Prince received his formal education at the Elkhorn Industrial School where he developed
a strong interest in the military through his participation in the school's Cadet Corps.
With the onset of World War II, Prince enlisted and served in the Royal Canadian
Engineers, the 1st Canadian Parachute Battalion and the 1st Canadian Special Service
Battalion-part of the 'Devils Brigade'. Prince's courage and disregard for his own
personal safety inspired his comrades, earning him the military metal for 'exceptional
bravery' and the Silver Star (United States) for 'gallantry in action'. King George VI
awarded these medals to Prince at an investiture at Buckingham Palace in 1945.
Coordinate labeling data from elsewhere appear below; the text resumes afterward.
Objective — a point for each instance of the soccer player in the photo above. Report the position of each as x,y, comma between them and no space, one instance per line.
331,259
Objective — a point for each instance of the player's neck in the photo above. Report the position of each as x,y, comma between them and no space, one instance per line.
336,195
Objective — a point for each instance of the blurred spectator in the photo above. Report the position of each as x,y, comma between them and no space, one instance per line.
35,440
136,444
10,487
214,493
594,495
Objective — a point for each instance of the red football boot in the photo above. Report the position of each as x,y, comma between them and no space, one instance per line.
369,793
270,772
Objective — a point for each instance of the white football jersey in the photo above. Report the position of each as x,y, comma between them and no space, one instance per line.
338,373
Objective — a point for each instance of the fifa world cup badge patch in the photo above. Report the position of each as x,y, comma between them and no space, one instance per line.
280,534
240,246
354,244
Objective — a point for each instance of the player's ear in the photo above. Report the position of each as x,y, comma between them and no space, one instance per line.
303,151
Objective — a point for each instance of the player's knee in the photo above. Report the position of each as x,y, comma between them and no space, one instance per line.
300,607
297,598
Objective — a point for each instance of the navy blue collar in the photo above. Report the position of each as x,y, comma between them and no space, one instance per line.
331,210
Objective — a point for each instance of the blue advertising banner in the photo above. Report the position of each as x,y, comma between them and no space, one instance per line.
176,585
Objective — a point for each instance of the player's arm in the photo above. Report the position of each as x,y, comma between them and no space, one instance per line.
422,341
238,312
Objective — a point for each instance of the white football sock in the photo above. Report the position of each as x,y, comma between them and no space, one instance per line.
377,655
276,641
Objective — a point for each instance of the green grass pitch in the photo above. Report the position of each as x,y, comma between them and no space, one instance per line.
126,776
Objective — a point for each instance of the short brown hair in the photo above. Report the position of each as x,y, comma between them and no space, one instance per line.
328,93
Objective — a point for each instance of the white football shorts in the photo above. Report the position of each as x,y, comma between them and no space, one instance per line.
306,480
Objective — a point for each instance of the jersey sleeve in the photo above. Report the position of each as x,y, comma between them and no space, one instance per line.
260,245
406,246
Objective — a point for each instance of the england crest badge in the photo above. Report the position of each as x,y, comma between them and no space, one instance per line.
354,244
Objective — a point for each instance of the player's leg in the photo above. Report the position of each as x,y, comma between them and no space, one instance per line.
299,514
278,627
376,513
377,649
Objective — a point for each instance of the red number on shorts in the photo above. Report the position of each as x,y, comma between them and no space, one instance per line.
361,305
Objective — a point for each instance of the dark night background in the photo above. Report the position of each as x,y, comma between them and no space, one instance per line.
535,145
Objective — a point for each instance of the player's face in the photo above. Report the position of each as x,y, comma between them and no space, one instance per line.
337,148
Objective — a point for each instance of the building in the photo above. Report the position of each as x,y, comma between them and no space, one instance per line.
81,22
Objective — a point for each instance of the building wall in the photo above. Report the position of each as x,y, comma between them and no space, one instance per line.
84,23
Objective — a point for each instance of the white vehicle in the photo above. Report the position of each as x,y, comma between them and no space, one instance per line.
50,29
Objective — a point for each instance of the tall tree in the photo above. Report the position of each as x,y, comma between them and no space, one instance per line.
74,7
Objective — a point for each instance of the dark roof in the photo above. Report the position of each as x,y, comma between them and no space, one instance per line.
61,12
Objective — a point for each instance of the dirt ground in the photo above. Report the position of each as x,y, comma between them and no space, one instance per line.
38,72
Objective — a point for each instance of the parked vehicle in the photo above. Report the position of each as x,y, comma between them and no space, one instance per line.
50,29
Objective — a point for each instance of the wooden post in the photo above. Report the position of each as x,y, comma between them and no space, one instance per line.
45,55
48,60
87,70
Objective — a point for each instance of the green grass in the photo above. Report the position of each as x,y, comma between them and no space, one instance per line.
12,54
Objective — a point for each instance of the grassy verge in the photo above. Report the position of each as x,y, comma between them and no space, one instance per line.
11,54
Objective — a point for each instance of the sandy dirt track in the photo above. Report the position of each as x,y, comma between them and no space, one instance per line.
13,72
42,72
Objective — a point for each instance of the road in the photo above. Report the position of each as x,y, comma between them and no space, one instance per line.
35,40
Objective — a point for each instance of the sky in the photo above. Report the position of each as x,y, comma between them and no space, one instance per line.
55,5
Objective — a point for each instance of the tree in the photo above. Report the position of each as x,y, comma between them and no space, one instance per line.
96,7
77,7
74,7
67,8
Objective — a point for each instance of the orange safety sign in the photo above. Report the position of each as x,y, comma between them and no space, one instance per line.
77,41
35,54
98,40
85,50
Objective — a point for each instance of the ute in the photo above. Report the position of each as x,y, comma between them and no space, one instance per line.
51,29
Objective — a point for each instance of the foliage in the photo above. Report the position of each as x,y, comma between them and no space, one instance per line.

Prince also served with the Princess Patricia's Canadian light infantry during the Korean
War, for which he received the Korean, United Nations, and the Canadian volunteer
service medals.
Today, Tommy Prince has become an outstanding role model from the aboriginal
community. He demonstrated that an opportunity and good training can lead to success,
and he did so in an exemplary manner. He was a natural leader, an educator, an
entrepreneur, lobbyist, politician, visionary and statesman. In civilian life he was a
highly respected advocate of increased educational and economic opportunities for
aboriginal peoples, the honouring of treaty rights, and the abolition of the repressive
measures of the Indian Act. One year before Prince passed away in 1977, the Manitoba
Indian Brotherhood awarded Prince with a certificate of merit "for his years of dedicated
service to the Indian people of Manitoba".